Other eye problems: Severe nearsightedness puts you at an increased risk of retinal detachment, glaucoma, cataracts and myopic maculopathy damage in the central retinal area. The tissues in long eyeballs are stretched and thinned, causing tears, inflammation, new blood vessels that are weak and bleed easily, and scarring.

Diagnosis and test

  • The test for myopia is the well-known poster with rows of smaller and smaller letters, called the Snellen sight card.
  • You wear a special set of lens frames, and different lenses are inserted until you see properly. This test can also detect astigmatism, in which a cornea that’s irregularly shaped can’t focus sharply at any range.
  • People with myopia (and even people without myopia) often have some degree of astigmatism.

Testing vision using Snellen sight card

Treatment and medications

Glasses, contact lenses, or refractive surgery can correct myopia.

With myopia, your prescription for glasses or contact lens is a negative number, such as -3.00. The higher the number, the stronger your lenses will be.

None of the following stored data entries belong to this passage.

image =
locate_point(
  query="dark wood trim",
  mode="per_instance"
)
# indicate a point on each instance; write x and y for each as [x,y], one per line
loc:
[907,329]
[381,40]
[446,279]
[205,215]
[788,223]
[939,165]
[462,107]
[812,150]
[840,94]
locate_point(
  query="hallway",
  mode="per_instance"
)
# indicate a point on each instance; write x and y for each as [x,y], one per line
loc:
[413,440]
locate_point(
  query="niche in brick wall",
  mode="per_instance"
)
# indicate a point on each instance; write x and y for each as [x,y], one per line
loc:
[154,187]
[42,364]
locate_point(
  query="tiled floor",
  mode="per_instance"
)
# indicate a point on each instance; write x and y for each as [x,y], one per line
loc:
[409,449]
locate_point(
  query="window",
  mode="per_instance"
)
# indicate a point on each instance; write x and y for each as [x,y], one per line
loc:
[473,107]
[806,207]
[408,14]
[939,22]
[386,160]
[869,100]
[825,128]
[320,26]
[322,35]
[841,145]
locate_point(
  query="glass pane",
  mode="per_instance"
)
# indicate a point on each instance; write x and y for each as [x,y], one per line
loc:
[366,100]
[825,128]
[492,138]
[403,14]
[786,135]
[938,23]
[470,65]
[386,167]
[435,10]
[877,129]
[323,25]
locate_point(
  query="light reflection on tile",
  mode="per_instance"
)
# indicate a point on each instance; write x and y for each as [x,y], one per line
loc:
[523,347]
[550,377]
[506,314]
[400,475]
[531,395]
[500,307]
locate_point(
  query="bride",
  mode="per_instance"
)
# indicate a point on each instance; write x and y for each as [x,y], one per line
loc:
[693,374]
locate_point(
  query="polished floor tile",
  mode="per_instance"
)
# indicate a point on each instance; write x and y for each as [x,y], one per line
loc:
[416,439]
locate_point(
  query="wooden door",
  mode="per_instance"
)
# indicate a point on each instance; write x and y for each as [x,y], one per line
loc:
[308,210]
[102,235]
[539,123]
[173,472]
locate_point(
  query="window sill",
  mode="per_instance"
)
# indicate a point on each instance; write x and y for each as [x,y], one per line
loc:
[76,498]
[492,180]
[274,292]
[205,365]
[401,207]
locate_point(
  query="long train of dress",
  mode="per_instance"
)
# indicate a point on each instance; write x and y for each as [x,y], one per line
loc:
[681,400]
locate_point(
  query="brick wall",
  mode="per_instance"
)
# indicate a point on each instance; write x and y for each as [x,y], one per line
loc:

Refractive surgery can reduce or even eliminate your dependence on glasses or contact lenses. The most common procedures for myopia are performed with a laser, including:

Photorefractive keratectomy: Also called PRK, a laser is used to remove a layer of corneal tissue, which flattens the cornea and allows light rays to focus closer to or even on the retina.

Laser-assisted in situ keratomileusis: Commonly called LASIK, a laser is used to cut a flap through the top of the cornea, a laser removes some corneal tissue, then the flap is dropped back into place. LASIK is the most common surgery used to correct nearsightedness.

Corneal rings: Plastic corneal rings, called Intacs, are implanted into the eye to alter the shape of the cornea. One advantage of the rings is that they may be left in place permanently, may be removed in case of a problem, or adjusted should a prescription change be necessary.

Ortho-k or CRT: Another option for treating myopia is orthokeratology (ortho-k), also known as corneal refractive therapy (CRT). In this nonsurgical procedure, you wear a series of specially designed rigid contact lenses to gradually reshape the curvature of your cornea, the front outer surface of the eye. The lenses place pressure on the cornea to flatten it. This changes how light entering the eye is focused. You wear the contact lenses for limited periods, such as overnight, and then remove them. People with mild myopia may be able to temporarily obtain clear vision for most of their daily activities.

Vision therapy for people with stress-related myopia: Vision therapy is an option for people whose blurred distance vision is caused by a spasm of the muscles that control eye focusing. Various eye exercises can improve poor eye focusing ability and regain clear distance vision.

People with myopia have a variety of options to correct vision problems. A doctor of optometry will help select the treatment that best meets the visual and lifestyle needs of the patient.

Prevention of Myopia

Though there’s no cure for myopia, there are everyday steps you can take that can support your overall eye health. These days, it’s especially important to set limits for your children (and yourself) on activities that lead to eye strain.

Try these sight-saving tips:

  • Limit time on digital devices.
  • Take screen breaks to stretch your eye muscles.
  • Don’t read or work in dim light.
  • Encourage going outdoors.
  • Wear sunglasses outside.
  • Wear protective eye gear for sports/hobbies.
  • Stop smoking.
  • Schedule regular eye exams.
  • Ask your provider about atropine eye drops to slow progression.
  • Ask your provider about dual focus contact lenses to slow progression in kids.

Remember; don’t let your or your child’s eyes get stuck in “near gear” from spending too much time on computers or smartphones. Get outside. Make going to the park a regular family outing. Walk the dog. Get out there and have fun.